Archaeologists rejected the ministerial amendment to the heritage protection law

Publisher
ČTK
03.04.2012 20:25
Czech Republic

Prague

Prague - 150 academic, scientific, and professional workers engaged in archaeological research, including all Czech university professors of archaeology, reject the amendment to the heritage law in the form that the Ministry of Culture presents to the government. The text of the statement rejecting the amendment was provided to Czech News Agency today by its initiators.

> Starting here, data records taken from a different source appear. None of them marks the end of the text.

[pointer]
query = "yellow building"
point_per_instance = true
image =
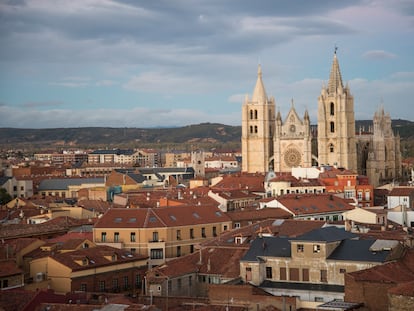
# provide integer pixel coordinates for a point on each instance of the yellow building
(160, 233)
(96, 269)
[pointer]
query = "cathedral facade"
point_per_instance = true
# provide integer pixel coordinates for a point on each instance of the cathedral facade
(273, 143)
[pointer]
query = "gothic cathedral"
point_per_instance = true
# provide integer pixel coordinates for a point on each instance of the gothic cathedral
(270, 143)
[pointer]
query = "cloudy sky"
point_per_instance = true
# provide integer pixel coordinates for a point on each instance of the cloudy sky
(129, 63)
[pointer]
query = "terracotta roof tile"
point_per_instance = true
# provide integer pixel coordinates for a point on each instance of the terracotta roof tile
(161, 217)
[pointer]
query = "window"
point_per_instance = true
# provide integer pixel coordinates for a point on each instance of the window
(294, 274)
(126, 282)
(138, 281)
(324, 276)
(305, 275)
(157, 253)
(248, 274)
(283, 274)
(115, 284)
(268, 272)
(101, 286)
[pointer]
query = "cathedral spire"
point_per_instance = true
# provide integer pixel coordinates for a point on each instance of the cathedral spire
(335, 78)
(259, 93)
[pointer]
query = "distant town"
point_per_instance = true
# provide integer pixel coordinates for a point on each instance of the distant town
(300, 217)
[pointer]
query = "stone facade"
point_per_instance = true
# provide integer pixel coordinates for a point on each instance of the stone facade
(268, 143)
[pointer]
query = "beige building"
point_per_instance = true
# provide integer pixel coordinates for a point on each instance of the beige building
(269, 143)
(95, 269)
(312, 266)
(160, 233)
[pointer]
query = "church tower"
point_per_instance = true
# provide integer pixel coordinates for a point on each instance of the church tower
(257, 129)
(336, 123)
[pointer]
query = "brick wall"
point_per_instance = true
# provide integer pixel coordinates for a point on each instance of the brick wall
(372, 294)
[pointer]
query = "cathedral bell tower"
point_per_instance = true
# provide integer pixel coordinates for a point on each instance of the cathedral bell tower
(258, 123)
(336, 123)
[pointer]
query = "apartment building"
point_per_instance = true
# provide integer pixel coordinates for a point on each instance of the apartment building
(160, 233)
(312, 266)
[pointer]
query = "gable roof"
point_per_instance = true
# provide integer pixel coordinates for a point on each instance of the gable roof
(96, 257)
(359, 250)
(326, 234)
(173, 216)
(268, 247)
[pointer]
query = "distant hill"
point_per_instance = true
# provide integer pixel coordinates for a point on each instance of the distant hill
(199, 135)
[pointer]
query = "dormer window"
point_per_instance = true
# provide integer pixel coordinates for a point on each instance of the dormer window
(316, 248)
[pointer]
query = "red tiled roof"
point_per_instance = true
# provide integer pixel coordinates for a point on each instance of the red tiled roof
(258, 214)
(303, 204)
(402, 191)
(8, 268)
(96, 257)
(211, 263)
(161, 217)
(395, 272)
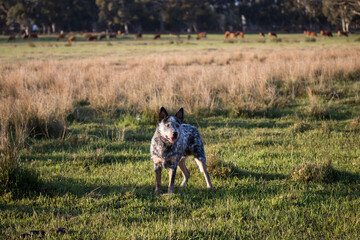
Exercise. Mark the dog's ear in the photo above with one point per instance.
(180, 114)
(163, 114)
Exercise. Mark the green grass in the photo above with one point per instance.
(46, 47)
(98, 181)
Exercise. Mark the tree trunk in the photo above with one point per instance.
(126, 29)
(53, 27)
(162, 29)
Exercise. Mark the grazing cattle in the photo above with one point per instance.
(174, 35)
(341, 33)
(138, 35)
(201, 35)
(33, 35)
(272, 34)
(11, 38)
(91, 38)
(157, 36)
(313, 34)
(60, 36)
(227, 34)
(240, 34)
(102, 36)
(71, 39)
(326, 33)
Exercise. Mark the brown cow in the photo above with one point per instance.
(60, 36)
(102, 36)
(238, 33)
(157, 36)
(341, 33)
(272, 34)
(174, 35)
(201, 35)
(312, 34)
(71, 39)
(91, 38)
(11, 38)
(227, 34)
(326, 33)
(232, 35)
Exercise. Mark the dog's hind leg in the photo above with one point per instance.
(184, 171)
(157, 180)
(172, 174)
(201, 162)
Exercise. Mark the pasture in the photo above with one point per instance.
(280, 120)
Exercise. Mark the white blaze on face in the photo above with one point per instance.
(170, 129)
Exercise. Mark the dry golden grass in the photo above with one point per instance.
(41, 93)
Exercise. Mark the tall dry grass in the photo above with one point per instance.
(38, 95)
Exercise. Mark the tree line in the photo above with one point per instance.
(49, 16)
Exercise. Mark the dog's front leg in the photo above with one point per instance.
(158, 179)
(172, 174)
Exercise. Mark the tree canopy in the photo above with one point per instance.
(178, 15)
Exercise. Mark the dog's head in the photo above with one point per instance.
(169, 126)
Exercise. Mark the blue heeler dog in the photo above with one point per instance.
(171, 144)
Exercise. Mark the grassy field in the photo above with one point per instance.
(280, 121)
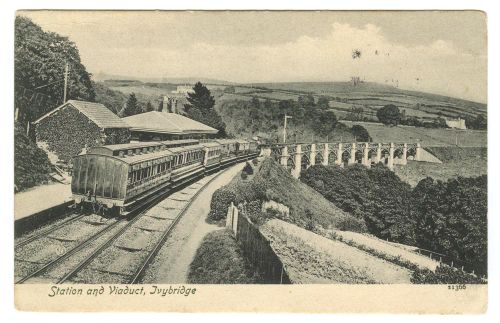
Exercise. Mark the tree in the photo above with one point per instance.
(131, 107)
(325, 122)
(323, 103)
(451, 218)
(200, 99)
(360, 133)
(160, 105)
(479, 122)
(229, 89)
(389, 115)
(39, 62)
(200, 107)
(149, 107)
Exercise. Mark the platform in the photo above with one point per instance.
(40, 198)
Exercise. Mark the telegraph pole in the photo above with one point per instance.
(284, 128)
(66, 74)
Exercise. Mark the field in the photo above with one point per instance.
(380, 94)
(427, 137)
(465, 162)
(343, 96)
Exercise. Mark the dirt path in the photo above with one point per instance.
(171, 265)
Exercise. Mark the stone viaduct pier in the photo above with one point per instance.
(299, 156)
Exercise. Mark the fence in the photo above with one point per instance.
(256, 248)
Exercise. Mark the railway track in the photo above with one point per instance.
(148, 254)
(50, 230)
(104, 240)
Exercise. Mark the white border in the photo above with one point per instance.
(7, 14)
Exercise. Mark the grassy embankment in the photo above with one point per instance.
(219, 260)
(31, 164)
(457, 161)
(267, 181)
(270, 181)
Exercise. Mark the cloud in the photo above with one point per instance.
(161, 46)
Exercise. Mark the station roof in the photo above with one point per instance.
(167, 123)
(96, 112)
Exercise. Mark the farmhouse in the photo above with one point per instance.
(65, 131)
(157, 125)
(456, 123)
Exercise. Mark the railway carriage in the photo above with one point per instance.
(187, 162)
(121, 177)
(212, 155)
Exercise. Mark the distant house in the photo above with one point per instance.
(157, 125)
(68, 129)
(183, 89)
(456, 123)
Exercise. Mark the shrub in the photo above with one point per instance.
(31, 164)
(221, 200)
(248, 169)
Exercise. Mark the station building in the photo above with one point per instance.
(156, 125)
(75, 125)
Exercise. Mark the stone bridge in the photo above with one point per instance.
(297, 157)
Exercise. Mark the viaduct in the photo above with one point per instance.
(301, 156)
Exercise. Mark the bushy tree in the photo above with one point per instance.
(131, 107)
(375, 195)
(451, 218)
(323, 103)
(389, 115)
(39, 63)
(149, 107)
(160, 105)
(200, 107)
(479, 122)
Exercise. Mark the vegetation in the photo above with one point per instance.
(231, 266)
(376, 196)
(389, 115)
(40, 59)
(446, 217)
(479, 122)
(200, 107)
(111, 99)
(451, 218)
(360, 133)
(131, 107)
(311, 119)
(430, 137)
(273, 182)
(31, 164)
(457, 161)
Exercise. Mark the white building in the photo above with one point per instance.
(456, 123)
(183, 89)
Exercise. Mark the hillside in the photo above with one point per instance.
(370, 93)
(235, 104)
(457, 161)
(272, 182)
(438, 137)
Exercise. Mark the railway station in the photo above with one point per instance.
(156, 125)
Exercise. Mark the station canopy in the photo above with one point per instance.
(167, 123)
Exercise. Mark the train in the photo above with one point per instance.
(117, 179)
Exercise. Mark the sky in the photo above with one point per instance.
(440, 52)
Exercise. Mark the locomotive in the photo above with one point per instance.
(117, 179)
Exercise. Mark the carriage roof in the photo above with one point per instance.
(226, 141)
(210, 144)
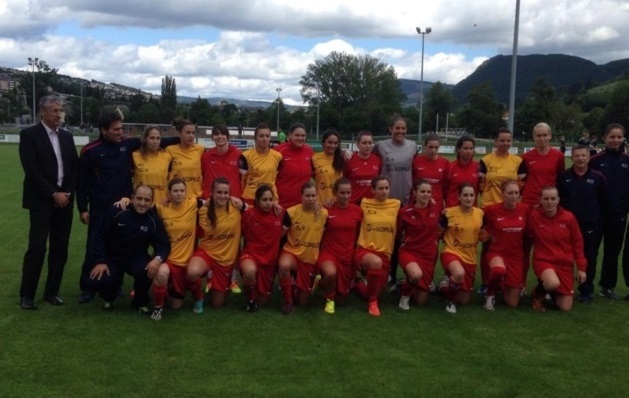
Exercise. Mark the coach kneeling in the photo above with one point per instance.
(121, 245)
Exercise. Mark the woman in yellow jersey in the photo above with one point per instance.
(219, 227)
(462, 231)
(151, 164)
(180, 220)
(259, 165)
(376, 240)
(327, 166)
(304, 224)
(186, 163)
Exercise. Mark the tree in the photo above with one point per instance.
(482, 114)
(363, 91)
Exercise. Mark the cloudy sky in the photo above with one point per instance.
(247, 48)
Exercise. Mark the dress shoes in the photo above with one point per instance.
(27, 304)
(54, 300)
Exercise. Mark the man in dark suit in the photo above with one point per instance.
(50, 164)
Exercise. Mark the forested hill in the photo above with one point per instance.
(564, 72)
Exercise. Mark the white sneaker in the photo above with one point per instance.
(490, 302)
(404, 300)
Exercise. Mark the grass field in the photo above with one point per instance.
(79, 351)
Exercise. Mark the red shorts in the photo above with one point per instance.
(305, 273)
(221, 275)
(564, 273)
(265, 275)
(470, 270)
(386, 261)
(426, 265)
(345, 271)
(515, 270)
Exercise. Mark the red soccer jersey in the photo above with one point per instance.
(341, 231)
(295, 170)
(435, 172)
(214, 164)
(541, 171)
(262, 232)
(360, 172)
(556, 240)
(421, 230)
(506, 227)
(456, 175)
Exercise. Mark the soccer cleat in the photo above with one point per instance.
(157, 313)
(288, 309)
(450, 307)
(490, 302)
(197, 307)
(329, 306)
(609, 293)
(252, 306)
(373, 308)
(235, 288)
(404, 303)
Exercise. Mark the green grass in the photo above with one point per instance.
(78, 350)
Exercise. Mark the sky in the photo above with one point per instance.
(247, 49)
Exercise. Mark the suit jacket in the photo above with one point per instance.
(40, 166)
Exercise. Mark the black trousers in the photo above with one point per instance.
(107, 287)
(614, 226)
(592, 236)
(50, 225)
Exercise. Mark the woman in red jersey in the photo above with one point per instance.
(327, 166)
(418, 224)
(432, 168)
(376, 240)
(557, 246)
(362, 167)
(463, 170)
(221, 161)
(296, 167)
(337, 246)
(261, 230)
(304, 225)
(219, 230)
(151, 164)
(462, 225)
(505, 222)
(179, 215)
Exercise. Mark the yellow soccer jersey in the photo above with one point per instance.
(223, 241)
(461, 234)
(186, 164)
(152, 171)
(180, 223)
(378, 228)
(324, 174)
(304, 233)
(260, 169)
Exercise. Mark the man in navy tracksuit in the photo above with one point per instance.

    They are convinced that the adoption of legislative changes in their current form would lead to serious damage to archaeology as a scientific discipline. They also fear negative attention from abroad.
    According to the signatories, the amendment approaches archaeology, which is primarily a scientific field, as an activity mainly serving to expand the current heritage fund or to free up a certain area for builders. "Moreover, it opens up a huge and uncontrollable possibility for the misuse of financial resources intended for archaeological research to generate profit that does not have to be returned for the benefit of the field through support for research or popularization activities, but can be directed towards personal financial gain," the text states.
    Scientists have criticized the draft previously. According to the Ministry of Culture, the claim about a decrease in the scientific basis of archaeology has no substantive basis. In the current law, it is mentioned only marginally. "In this state, the proposed amendment not only cannot reduce the scientific nature of archaeological heritage care compared to the current, effectively unresolved state, but on the contrary, accepts its explicit anchoring," stated the ministry on its website in February.
    According to archaeologists, the proposal excludes the binding nature of expert opinions in decision-making, allegedly resigns on effective current control of the quality of field archaeological research and on the professional quality of the entities conducting it. Conversely, it allegedly paradoxically mandates bureaucratic control of research activities that are not related to the use of archaeological sources.
    Archaeologists are calling for the development of such legal regulation that would respect the scientific requirements of the field, ensure effective ongoing control of field research, define entities that can conduct research, limit the growth of bureaucracy, prevent research aimed at profit, and not contain erroneous or nonsensical provisions.